Антигона позвонила, потом постучала, и дверь тихо раскрылась, и в полумраке проступила бледная женщина в стареньком халате. У женщины не было возраста. Она как будто находилась за пределами собственной судьбы. Петр восхитился, потому что это было хитро придумано – жить потихоньку, предоставив судьбе возможность самой вершить свой жестокий и страшный суд!
Не обращая внимания на вопрошающие глаза женщины, Антигона повернулась к Петру и сказала:
– Вот эта – мать, Петр Лавочкин. Ты получаешь возможность глядеть.
Петр оглянулся на Антигону, но она уже входила в лифт, готовая растаять в нереальной вселенной «колодца», а между тем женщина шагнула к двери с явным намерением изгнать Петра и не допустить его в свое обиталище.
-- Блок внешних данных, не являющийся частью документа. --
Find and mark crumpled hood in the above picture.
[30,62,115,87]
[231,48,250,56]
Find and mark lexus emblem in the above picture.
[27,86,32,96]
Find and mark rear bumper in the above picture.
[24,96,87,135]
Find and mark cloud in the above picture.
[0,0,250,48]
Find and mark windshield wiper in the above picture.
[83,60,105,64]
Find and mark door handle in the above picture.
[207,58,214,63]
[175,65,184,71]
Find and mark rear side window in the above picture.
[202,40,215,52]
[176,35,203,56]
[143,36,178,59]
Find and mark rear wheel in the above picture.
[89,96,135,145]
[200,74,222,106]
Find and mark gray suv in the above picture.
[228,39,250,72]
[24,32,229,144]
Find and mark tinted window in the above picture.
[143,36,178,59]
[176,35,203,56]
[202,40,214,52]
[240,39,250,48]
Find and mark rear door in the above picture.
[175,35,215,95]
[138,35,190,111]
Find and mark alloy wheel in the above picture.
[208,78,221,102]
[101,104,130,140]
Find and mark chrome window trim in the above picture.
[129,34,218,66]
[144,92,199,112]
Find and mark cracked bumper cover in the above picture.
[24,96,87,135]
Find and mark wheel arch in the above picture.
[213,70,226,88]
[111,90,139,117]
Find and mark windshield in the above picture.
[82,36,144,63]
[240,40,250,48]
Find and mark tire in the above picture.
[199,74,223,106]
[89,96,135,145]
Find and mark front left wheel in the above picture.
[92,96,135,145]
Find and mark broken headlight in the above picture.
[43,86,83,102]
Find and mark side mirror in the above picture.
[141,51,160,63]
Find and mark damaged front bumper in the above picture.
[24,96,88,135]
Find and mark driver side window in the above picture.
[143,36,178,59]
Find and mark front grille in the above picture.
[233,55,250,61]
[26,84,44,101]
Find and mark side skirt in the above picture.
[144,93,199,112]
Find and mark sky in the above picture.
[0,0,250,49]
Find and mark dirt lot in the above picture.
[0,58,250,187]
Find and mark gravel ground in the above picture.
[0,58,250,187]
Поэтому Петр быстро шагнул вперед и схватил женщину за локти. К этой женщине следовало прикасаться нежно и бережно, ее кости ощущались как нечто чрезвычайно хрупкое.
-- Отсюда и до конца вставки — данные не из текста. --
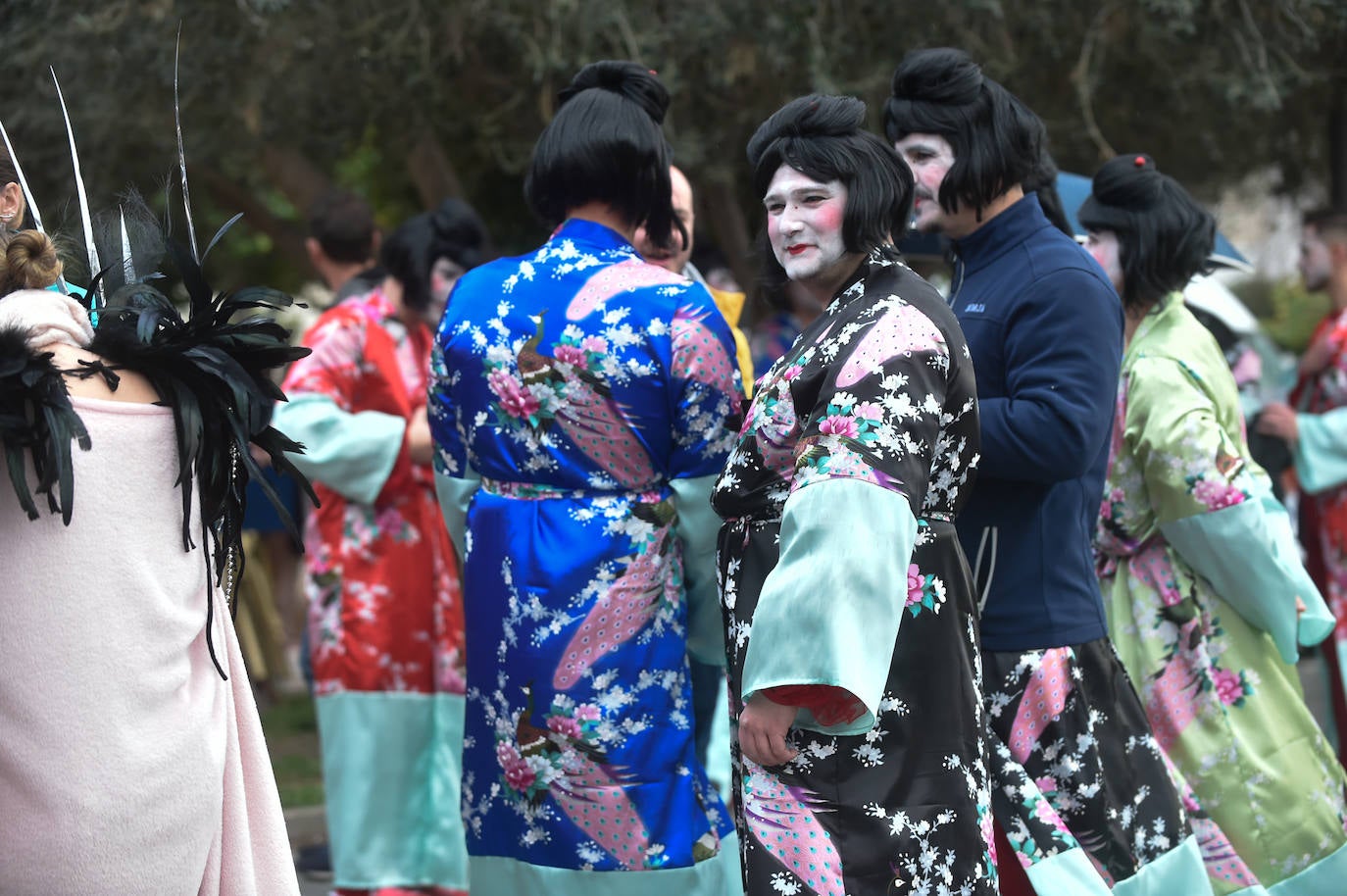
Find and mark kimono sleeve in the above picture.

– Хотите чаю? – слабым голосом произнесла она.
Она заварила для него на кухне слабенький чаек. На поверхности чашки плавали чаинки. Они были такими жалкими, что у Петра пропало всякое желание задавать этой женщине какие-либо вопросы.
Она заговорила сама:
– Я сразу узнала тебя. Ты и был таким – грязнокожим. Я ни у кого не видела такого ужасного оттенка кожи. Прости.
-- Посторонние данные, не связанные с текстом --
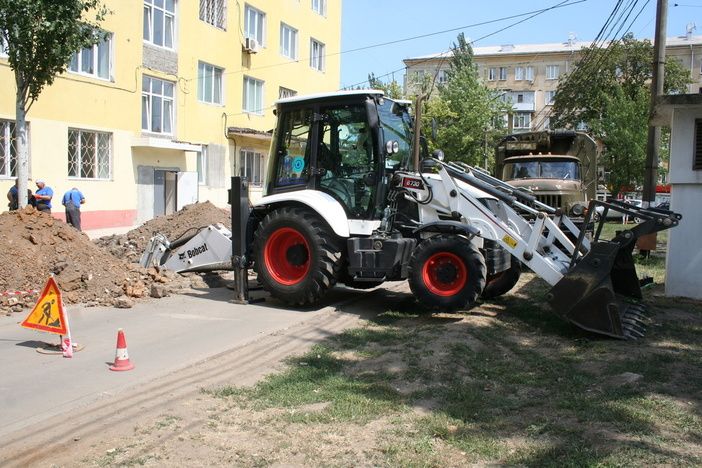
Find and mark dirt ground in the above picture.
[0,202,230,314]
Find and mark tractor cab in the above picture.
[265,90,412,220]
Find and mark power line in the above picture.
[187,0,588,86]
[341,0,587,89]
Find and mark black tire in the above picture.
[253,207,342,305]
[409,235,486,311]
[480,257,522,299]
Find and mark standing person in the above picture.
[61,187,85,231]
[7,179,35,211]
[34,179,54,213]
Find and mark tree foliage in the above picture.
[551,35,691,194]
[0,0,107,110]
[422,33,509,165]
[0,0,107,207]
Петр покачал головой. Он вовсе не считал свою внешность ужасной и в словах матери не видел ничего обидного. К тому же некоторые девчонки уже находили его весьма интересным. «В тебе есть опасность и тайна, – сказала ему одна из его подруг. – Если бы у тебя была еще своя жилплощадь, то я бы даже не задумывалась».
Поскольку Петр молчал – а молчал он потому, что думал о множестве разных вещей, и все они разом захватывали его воображение, – женщина торопливо продолжила:
– Я отказалась от тебя прямо в роддоме. Я не могла принести тебя домой. Мой муж… – Она судорожно вздохнула. – Он сказал, что ты – не от него. Мы потом все равно развелись.
Петр подумал о муже этой женщине, о ее любовнике, о том, как она ложится в постель и смотрит на мужчину в ожидании. Он почти въяве видел ее печальное лицо, слышал ее вздохи. Есть женщины, которые в постели смеются, а эта – вздыхает. И в конце концов ее любовникам это начинает казаться пресным.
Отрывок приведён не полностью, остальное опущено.